La estación de Amberes fue inaugurada en el verano de 1905, tras una década de obras y ante la presencia de un Leopoldo II encantado con poseer en la metrópoli un inmueble tan fastuoso. Tres décadas más tarde, durante la Segunda Guerra Mundial, los nazis bombardearían la terminal con una ristra de misiles V2 que dejaron muy tocada su estructura. Tras la contienda, se descuidaron las labores de reconstrucción y saneamiento del lugar hasta el punto de que, en los años setenta, se tanteó la posibilidad de demoler el edificio, porque estaba hecho unos zorros y tenía pinta de querer venirse abajo por su propia cuenta. El palacete ferroviario se salvó del derribo en el último momento, tras ser declarado un elemento histórico protegido en 1975. Pero las obras de rehabilitación, donde se remodeló la cubierta y la fachada tirando de policarbonato y cobre, no se llevarían a cabo hasta 1986. A la altura de 2009, tras otros diez años de reformas y excavaciones, se inauguró en su estómago un nuevo túnel que permitía el paso de trenes de alta velocidad.
La estación de Amberes es lo que en el lenguaje arquitectónico erudito se conoce bajo el nombre técnico de Auténtica Sobrada. El envase más espectacular, palaciego, excesivo y divino posible para algo tan mundano como una estación de trenes. Un templo que alberga un enorme vestíbulo principal cincelado a partir de más de veinte tipos de mármol y piedra distintos, una cúpula, ocho pequeñas torres, una imponente bóveda de hierro fundido, un panel circular de cristal ornamentado y coronado por un reloj junto al escudo de armas de la ciudad, una escalera doble muy solemne y un viaducto exterior concebido por Van Asperen que parece sacado de un cuento de fantasía.

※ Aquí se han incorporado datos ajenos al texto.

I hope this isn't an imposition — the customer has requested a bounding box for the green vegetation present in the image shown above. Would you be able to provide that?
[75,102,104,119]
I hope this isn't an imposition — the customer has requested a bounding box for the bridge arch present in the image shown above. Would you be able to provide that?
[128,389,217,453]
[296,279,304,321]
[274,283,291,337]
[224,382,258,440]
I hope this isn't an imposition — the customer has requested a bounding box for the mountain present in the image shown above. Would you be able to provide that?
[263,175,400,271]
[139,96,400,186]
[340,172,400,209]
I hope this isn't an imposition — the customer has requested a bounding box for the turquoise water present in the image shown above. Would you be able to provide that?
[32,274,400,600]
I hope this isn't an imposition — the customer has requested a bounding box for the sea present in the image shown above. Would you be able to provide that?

En su exterior, la huella de los misiles alemanes aún es visible en la ligera curvatura del techo metálico. En su interior, aquella edificación supone un cruce de caminos entre el pasado y el futuro, una iglesia que ha sustituido a sus feligreses por viajeros de alta velocidad, el único lugar donde es posible encontrar un Starbucks emplazado entre tallas de mármol del siglo XIX que desean ser piezas renacentistas.
La creación de Delacenserie fue apodada cariñosamente por los residentes como Spoorwegkathedraal («Catedral del Ferrocarril» en holandés). Medios como Newsweek, Mashable o Euronews la han etiquetado como una de las estaciones más hermosas del mundo. Y la novela Austerlitz, del escritor alemán W. G. Sebald, un texto de un solo párrafo y cuatrocientas páginas sobre la ocupación nazi de Europa Central, arrancaba comparando la terminal de Amberes con una parroquia donde se alababa a las nuevas deidades del siglo XIX: la minería, la industria, el transporte, el comercio y el capital. La estación de Amberes es una de las anomalías arquitectónicas más llamativas del mundo, aquella que solo podía haber sido erigida en una región insólita de famosos inciertos.